Rome

Franco Fontana

Rondanini Gallery

Italian Photographer Franco Fontana has earned an international reputation as one of color photography’s most original exponents. Time-Life “discovered” him in its 1975 annual, publishing a group of his landscapes—elegant abstractions of nature in which details are eschewed in favor of color fields: bands of sky, sea and sand, horizons blurred into stripes from a moving car. Now Fontana is aiming a longer lens at the city and producing equally elegant urbanscapes. His new photographs, the fruit of his first trip to the U.S. and the result of only ten days’ work, bear not the slightest sign of culture shock. On the contrary, one marvels at how Fontana was able to isolate and manipulate the scenes so confidently, to suit his own temperament.

Fontana is a painterly photographer. His prints are large, made to be hung on walls and seen from a distance, and they owe an obvious debt to American hard-edge painting. Constructed as absolute entities with little relation to objects of the visible world, his images are most often composed of large monochromatic shapes (walls, roofs, car bodies) that overlap in strictly geometric patterns.

Geometry is the key to Fontana’s work, and everything in the pictures functions two-dimensionally. He is fascinated by the line and its power to create or confound depth. Planes are flattened not only by the long focal length of Fontana’s lens, but also by his uncanny ability to maintain a very tight picture frame, cutting it just before the lines begin to point to a perspective. This keeps the picture angle acute and directed toward few essential shapes. Massive shadows often interpose as shapes and further disrupt any sense of depth.

Robert Delaunay wrote that “color alone is form and subject.” It seems that this was never more evident to Fontana than when he was in America. Though he has always preferred rich, saturated tonalities (he uses no filters, but instead underexposes transparencies and then prints from an internegative), Fontana’s earlier Italian pictures are faded, timeworn compared to these American images. Against an indigo sky—recurrent in his photographs—he slaps the shocking-yellow brick storefront of a Brentano’s, or a loud fragment of a billboard. It is as if Fontana had shaken off the stultifying traditions of bel pittura and thrown himself into the mainstream of the American abstractionist experience.

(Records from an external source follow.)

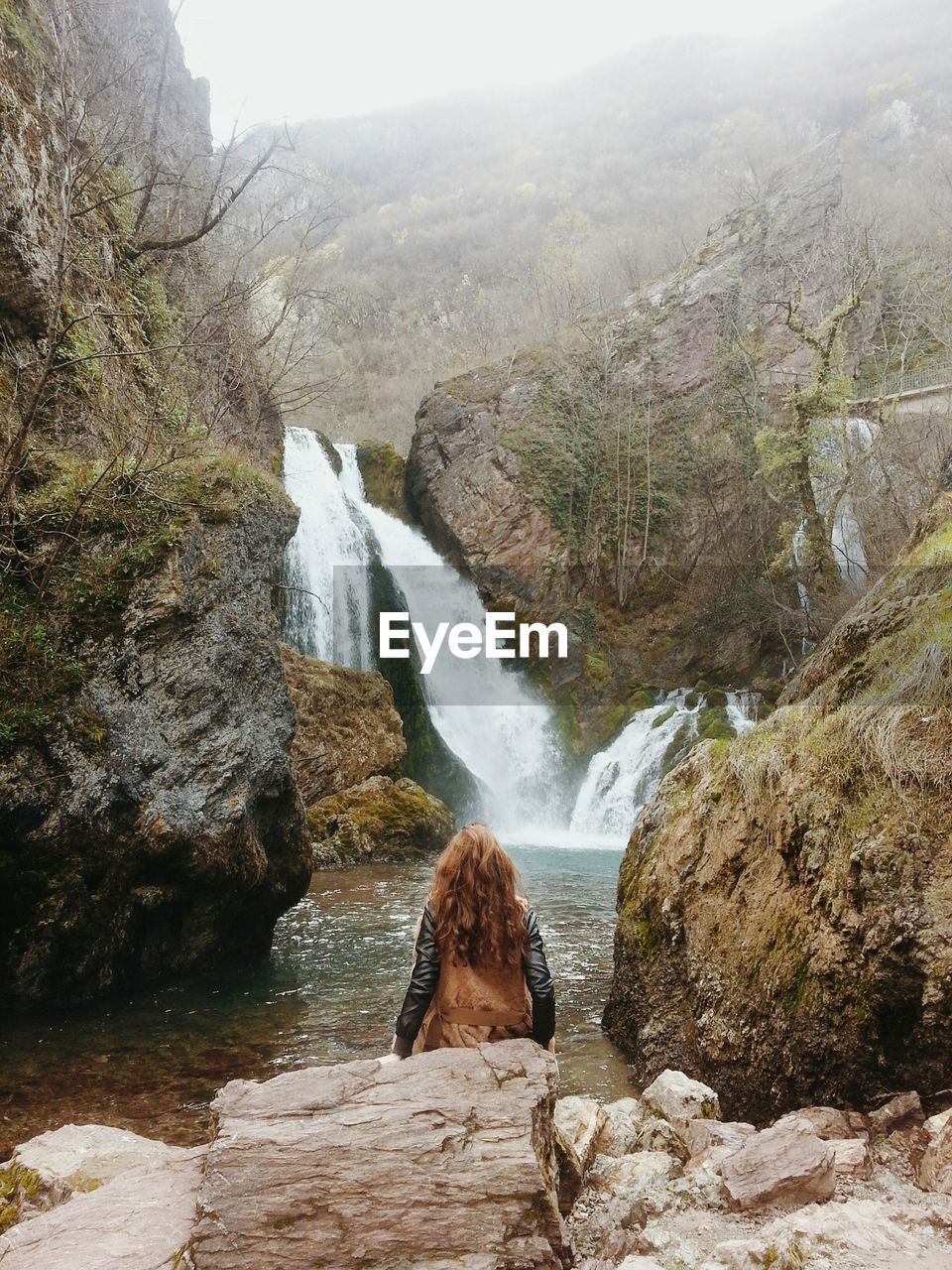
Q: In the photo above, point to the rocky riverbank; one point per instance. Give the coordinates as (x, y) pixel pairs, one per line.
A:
(467, 1159)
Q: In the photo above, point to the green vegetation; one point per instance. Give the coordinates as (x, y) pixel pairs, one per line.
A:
(87, 530)
(18, 1184)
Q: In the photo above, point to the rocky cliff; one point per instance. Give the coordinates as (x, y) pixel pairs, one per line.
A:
(616, 481)
(784, 903)
(149, 816)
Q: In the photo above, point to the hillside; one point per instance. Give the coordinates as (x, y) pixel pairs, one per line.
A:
(479, 225)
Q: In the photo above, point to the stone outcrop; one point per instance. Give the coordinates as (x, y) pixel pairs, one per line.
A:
(783, 905)
(492, 463)
(448, 1162)
(143, 1219)
(347, 726)
(443, 1160)
(784, 1166)
(149, 816)
(160, 826)
(76, 1159)
(384, 474)
(379, 820)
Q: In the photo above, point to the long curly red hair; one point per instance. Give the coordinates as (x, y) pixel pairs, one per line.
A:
(474, 898)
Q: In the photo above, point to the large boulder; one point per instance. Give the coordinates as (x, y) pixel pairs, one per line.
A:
(379, 820)
(676, 1096)
(347, 725)
(444, 1159)
(783, 903)
(79, 1157)
(785, 1166)
(159, 826)
(143, 1219)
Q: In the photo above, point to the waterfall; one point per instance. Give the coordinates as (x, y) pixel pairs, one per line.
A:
(484, 714)
(329, 535)
(622, 778)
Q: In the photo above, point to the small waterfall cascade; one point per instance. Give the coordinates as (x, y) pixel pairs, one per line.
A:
(485, 715)
(329, 535)
(624, 776)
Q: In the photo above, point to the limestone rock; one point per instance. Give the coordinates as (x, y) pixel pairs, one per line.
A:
(783, 1166)
(900, 1111)
(676, 1096)
(624, 1123)
(347, 726)
(777, 911)
(77, 1157)
(443, 1159)
(380, 820)
(857, 1233)
(934, 1171)
(830, 1123)
(168, 832)
(143, 1219)
(707, 1142)
(581, 1121)
(619, 1197)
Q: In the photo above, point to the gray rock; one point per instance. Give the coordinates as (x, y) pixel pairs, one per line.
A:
(444, 1159)
(676, 1096)
(49, 1169)
(140, 1220)
(160, 826)
(784, 1166)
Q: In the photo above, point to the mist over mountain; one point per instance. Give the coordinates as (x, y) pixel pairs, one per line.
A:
(480, 223)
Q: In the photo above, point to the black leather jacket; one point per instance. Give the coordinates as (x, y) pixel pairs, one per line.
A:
(425, 976)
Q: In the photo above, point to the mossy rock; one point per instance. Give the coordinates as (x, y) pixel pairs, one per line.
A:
(384, 474)
(327, 447)
(380, 820)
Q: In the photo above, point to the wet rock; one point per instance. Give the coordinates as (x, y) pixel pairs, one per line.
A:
(347, 726)
(783, 1166)
(581, 1121)
(676, 1096)
(77, 1157)
(159, 826)
(143, 1219)
(444, 1159)
(380, 820)
(774, 905)
(617, 1198)
(707, 1142)
(830, 1123)
(900, 1112)
(934, 1171)
(857, 1233)
(622, 1127)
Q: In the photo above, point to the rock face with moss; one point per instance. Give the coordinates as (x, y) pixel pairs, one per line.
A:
(384, 474)
(784, 903)
(347, 725)
(158, 826)
(379, 820)
(149, 816)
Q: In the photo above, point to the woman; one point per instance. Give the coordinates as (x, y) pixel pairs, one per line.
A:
(480, 970)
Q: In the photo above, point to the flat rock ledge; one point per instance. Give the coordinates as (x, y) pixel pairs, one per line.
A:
(445, 1160)
(461, 1160)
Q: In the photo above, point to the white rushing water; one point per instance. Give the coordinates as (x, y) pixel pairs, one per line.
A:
(624, 776)
(329, 535)
(485, 715)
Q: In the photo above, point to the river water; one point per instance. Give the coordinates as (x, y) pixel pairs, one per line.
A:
(329, 992)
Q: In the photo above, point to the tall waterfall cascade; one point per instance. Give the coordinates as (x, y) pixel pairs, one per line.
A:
(624, 776)
(492, 721)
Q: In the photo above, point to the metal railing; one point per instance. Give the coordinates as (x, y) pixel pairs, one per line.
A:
(897, 382)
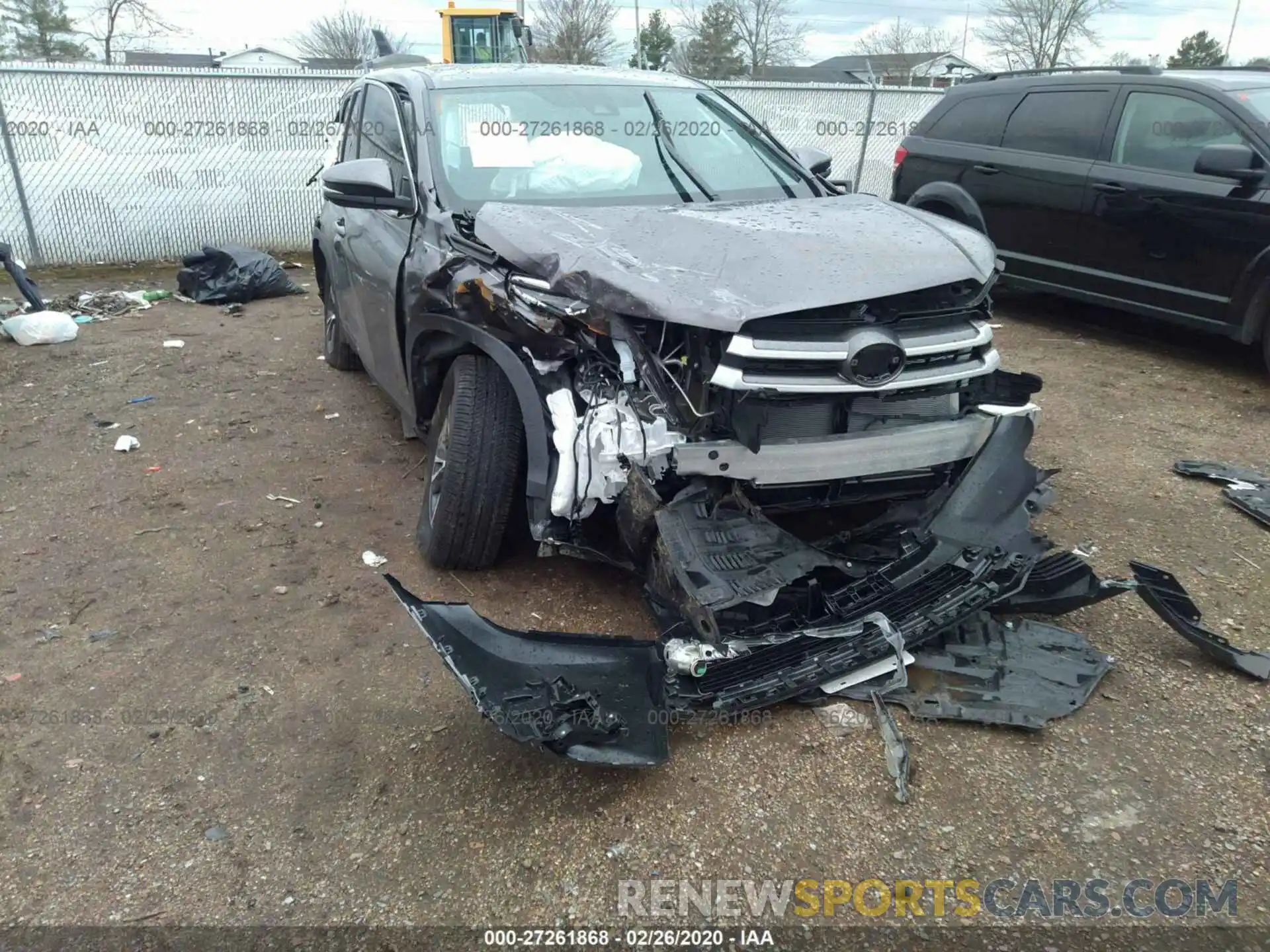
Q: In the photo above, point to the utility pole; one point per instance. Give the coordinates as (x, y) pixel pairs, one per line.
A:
(1231, 38)
(639, 40)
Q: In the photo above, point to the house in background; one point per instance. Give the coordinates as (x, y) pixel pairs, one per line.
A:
(254, 59)
(888, 70)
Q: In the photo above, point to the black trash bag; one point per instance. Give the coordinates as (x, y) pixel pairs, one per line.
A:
(18, 273)
(228, 274)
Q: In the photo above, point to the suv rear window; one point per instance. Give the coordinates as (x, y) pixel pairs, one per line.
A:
(976, 120)
(1064, 122)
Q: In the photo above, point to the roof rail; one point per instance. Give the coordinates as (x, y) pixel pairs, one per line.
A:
(1236, 69)
(1047, 71)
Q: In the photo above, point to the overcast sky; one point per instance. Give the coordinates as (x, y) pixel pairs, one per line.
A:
(1140, 27)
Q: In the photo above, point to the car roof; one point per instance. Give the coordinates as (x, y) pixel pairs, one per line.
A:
(459, 77)
(1222, 79)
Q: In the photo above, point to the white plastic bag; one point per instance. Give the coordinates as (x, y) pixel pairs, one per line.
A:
(41, 328)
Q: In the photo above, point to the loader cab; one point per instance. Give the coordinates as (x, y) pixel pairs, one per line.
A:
(470, 36)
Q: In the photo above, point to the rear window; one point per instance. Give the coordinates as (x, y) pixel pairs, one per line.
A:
(976, 120)
(1064, 122)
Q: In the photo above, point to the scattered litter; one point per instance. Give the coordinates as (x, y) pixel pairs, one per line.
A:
(1249, 561)
(897, 748)
(1248, 491)
(103, 305)
(41, 328)
(233, 274)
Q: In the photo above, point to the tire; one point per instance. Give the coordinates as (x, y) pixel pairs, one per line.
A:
(334, 346)
(476, 444)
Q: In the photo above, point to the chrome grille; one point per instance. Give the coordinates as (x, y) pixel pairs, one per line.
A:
(937, 352)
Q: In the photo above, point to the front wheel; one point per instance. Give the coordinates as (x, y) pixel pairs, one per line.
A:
(474, 446)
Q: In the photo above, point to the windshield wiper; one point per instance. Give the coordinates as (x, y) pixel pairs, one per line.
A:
(662, 134)
(757, 139)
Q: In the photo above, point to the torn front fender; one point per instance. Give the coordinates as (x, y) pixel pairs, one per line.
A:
(586, 697)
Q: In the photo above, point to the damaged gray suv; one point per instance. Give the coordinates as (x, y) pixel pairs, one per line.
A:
(615, 295)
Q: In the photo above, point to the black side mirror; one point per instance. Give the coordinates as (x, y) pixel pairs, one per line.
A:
(1231, 161)
(814, 160)
(364, 183)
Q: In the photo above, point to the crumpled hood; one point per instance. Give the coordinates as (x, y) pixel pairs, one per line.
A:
(718, 266)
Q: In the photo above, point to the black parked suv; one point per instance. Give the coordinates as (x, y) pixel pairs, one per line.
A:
(1136, 188)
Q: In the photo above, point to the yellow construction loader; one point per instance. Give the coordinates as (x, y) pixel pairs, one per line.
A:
(480, 34)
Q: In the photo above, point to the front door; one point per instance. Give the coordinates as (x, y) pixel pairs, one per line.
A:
(1161, 234)
(376, 244)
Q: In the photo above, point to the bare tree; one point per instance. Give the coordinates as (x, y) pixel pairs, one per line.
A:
(905, 37)
(345, 36)
(574, 31)
(769, 34)
(114, 23)
(1035, 34)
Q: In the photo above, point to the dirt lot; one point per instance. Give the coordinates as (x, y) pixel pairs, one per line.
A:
(266, 738)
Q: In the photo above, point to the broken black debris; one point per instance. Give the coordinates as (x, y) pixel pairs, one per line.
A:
(1248, 491)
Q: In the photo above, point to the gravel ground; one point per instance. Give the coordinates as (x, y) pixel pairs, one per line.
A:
(224, 717)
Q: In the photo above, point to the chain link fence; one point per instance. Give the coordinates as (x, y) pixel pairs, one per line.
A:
(121, 164)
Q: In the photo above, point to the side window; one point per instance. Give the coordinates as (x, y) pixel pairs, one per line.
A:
(380, 138)
(1167, 132)
(349, 117)
(1064, 122)
(974, 120)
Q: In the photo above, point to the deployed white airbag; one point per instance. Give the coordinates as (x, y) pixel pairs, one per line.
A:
(567, 165)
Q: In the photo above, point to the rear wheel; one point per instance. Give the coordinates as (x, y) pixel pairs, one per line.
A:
(335, 348)
(474, 446)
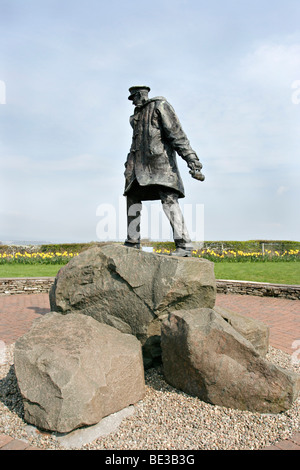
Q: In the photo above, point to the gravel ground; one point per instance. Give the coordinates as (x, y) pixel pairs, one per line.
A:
(165, 419)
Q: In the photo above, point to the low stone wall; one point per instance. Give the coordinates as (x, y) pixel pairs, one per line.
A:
(262, 289)
(25, 285)
(32, 285)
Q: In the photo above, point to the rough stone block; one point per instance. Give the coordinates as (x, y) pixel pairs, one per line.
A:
(72, 371)
(203, 355)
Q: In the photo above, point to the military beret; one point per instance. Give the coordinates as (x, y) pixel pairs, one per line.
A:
(134, 89)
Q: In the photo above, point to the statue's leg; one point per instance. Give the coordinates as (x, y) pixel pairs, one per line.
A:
(134, 208)
(172, 210)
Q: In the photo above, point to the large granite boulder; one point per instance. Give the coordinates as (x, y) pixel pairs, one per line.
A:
(132, 290)
(254, 330)
(72, 371)
(204, 356)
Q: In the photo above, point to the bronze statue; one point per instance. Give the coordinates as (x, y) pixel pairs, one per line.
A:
(151, 170)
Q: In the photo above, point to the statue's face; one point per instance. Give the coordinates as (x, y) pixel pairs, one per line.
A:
(139, 99)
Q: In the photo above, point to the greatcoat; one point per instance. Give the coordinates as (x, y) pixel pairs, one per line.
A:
(157, 136)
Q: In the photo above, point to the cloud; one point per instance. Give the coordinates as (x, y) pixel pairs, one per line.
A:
(281, 190)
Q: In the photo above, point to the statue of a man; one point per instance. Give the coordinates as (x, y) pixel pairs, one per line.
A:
(151, 170)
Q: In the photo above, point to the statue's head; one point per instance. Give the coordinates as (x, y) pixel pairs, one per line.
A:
(138, 95)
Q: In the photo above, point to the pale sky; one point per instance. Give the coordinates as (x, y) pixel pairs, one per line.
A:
(231, 70)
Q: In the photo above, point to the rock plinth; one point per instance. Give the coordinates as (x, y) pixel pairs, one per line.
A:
(72, 371)
(203, 355)
(132, 290)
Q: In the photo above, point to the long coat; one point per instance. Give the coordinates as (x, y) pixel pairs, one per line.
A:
(157, 136)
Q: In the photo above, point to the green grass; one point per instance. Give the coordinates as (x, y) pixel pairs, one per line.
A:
(278, 273)
(287, 272)
(29, 270)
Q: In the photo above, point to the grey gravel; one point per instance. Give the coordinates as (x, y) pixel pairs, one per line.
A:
(166, 419)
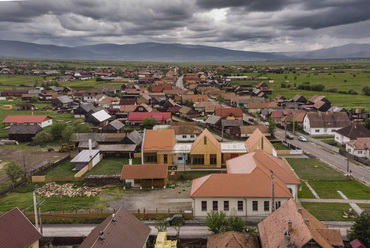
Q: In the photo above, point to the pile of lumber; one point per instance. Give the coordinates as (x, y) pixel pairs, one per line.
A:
(56, 190)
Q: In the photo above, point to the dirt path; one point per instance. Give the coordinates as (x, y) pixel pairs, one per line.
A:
(31, 158)
(162, 199)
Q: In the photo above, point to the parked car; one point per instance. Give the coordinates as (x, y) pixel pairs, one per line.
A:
(176, 217)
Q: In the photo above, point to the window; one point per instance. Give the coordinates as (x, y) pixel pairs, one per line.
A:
(255, 205)
(240, 205)
(215, 205)
(213, 159)
(204, 205)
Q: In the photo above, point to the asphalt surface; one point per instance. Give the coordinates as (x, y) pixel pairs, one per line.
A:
(358, 171)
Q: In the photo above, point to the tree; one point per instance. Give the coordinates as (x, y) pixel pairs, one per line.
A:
(13, 171)
(272, 125)
(161, 224)
(361, 229)
(43, 137)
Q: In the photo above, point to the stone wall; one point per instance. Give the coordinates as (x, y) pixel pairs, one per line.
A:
(97, 181)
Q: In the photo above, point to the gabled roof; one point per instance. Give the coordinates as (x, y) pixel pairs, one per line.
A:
(140, 116)
(256, 136)
(354, 131)
(273, 228)
(16, 230)
(20, 119)
(126, 232)
(209, 136)
(224, 112)
(144, 171)
(255, 184)
(360, 143)
(159, 140)
(328, 119)
(232, 239)
(248, 162)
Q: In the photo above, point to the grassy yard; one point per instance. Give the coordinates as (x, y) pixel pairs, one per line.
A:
(21, 197)
(111, 166)
(313, 169)
(328, 211)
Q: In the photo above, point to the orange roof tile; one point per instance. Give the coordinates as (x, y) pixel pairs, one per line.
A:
(159, 140)
(273, 228)
(209, 136)
(256, 184)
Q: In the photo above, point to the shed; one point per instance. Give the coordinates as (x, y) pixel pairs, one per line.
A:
(86, 157)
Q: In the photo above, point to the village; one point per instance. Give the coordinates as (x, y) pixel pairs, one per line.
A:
(142, 153)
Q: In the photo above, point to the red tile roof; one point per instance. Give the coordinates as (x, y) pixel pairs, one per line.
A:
(224, 112)
(16, 230)
(144, 171)
(20, 119)
(140, 116)
(126, 232)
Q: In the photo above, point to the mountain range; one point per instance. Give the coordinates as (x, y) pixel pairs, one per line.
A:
(151, 51)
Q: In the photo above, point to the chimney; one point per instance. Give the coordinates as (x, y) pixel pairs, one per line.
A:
(307, 221)
(290, 225)
(90, 148)
(101, 235)
(300, 210)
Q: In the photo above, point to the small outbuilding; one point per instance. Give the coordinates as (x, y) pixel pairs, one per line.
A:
(145, 175)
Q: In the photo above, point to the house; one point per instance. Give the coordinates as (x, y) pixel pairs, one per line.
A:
(229, 113)
(41, 120)
(351, 132)
(245, 164)
(157, 146)
(62, 102)
(122, 229)
(293, 226)
(84, 110)
(145, 175)
(138, 117)
(87, 158)
(232, 239)
(325, 123)
(23, 132)
(246, 195)
(359, 147)
(17, 231)
(114, 127)
(258, 141)
(185, 131)
(98, 119)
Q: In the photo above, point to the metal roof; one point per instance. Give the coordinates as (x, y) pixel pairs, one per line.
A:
(84, 156)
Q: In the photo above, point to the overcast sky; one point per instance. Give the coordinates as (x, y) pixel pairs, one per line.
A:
(249, 25)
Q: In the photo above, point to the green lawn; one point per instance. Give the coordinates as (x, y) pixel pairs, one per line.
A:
(305, 192)
(350, 188)
(313, 169)
(111, 166)
(328, 211)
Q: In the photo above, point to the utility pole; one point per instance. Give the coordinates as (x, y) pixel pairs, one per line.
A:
(273, 192)
(35, 210)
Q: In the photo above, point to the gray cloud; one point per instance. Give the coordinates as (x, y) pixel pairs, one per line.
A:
(264, 25)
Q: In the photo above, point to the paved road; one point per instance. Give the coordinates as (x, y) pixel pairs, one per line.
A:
(360, 172)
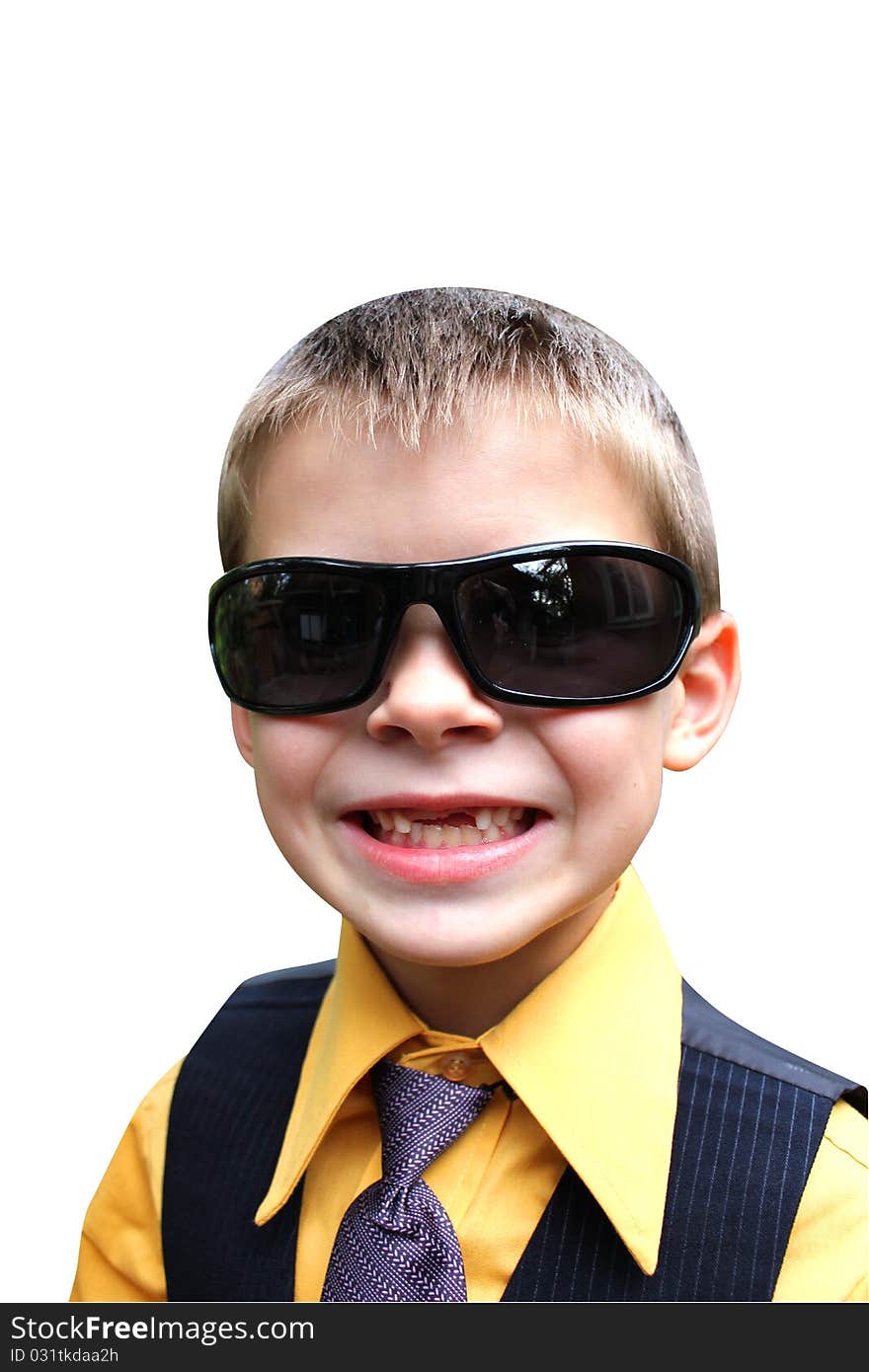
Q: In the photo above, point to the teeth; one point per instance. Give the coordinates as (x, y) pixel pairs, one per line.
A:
(490, 825)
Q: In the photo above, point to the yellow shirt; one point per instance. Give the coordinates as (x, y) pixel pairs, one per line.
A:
(608, 1020)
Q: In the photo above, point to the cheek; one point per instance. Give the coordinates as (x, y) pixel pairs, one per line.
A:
(290, 756)
(612, 760)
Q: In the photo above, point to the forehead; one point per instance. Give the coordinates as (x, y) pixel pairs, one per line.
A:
(470, 489)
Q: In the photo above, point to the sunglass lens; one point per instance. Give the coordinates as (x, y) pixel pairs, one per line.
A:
(296, 640)
(574, 626)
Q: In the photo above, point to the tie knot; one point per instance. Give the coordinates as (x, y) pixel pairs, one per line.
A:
(421, 1115)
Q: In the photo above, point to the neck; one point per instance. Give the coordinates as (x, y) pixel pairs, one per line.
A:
(470, 1001)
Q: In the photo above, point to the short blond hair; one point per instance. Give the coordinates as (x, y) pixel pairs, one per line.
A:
(425, 359)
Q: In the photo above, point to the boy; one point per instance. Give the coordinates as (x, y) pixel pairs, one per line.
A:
(470, 614)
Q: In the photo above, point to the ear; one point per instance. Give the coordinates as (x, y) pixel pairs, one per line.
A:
(704, 693)
(240, 727)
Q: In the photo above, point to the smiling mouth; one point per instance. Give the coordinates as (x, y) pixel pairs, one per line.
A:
(445, 829)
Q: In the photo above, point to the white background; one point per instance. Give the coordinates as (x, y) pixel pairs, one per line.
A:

The pictorial allusions one invariably detects in Fontana’s photographs—commendable as they are—raise a Crucial question regarding photography’s identity and autonomy. Does it not make more sense for photographers to work with the inherent capabilities of the camera rather than try to camouflage them? The medium draws its particular strength, its magic by coming to terms with the physical world. Fontana still occasionally ignores this, and the results are photographs that stand for little more than imitations of painting. When he does achieve a balance between abstraction and representation, the images have an effect that is uniquely photographic.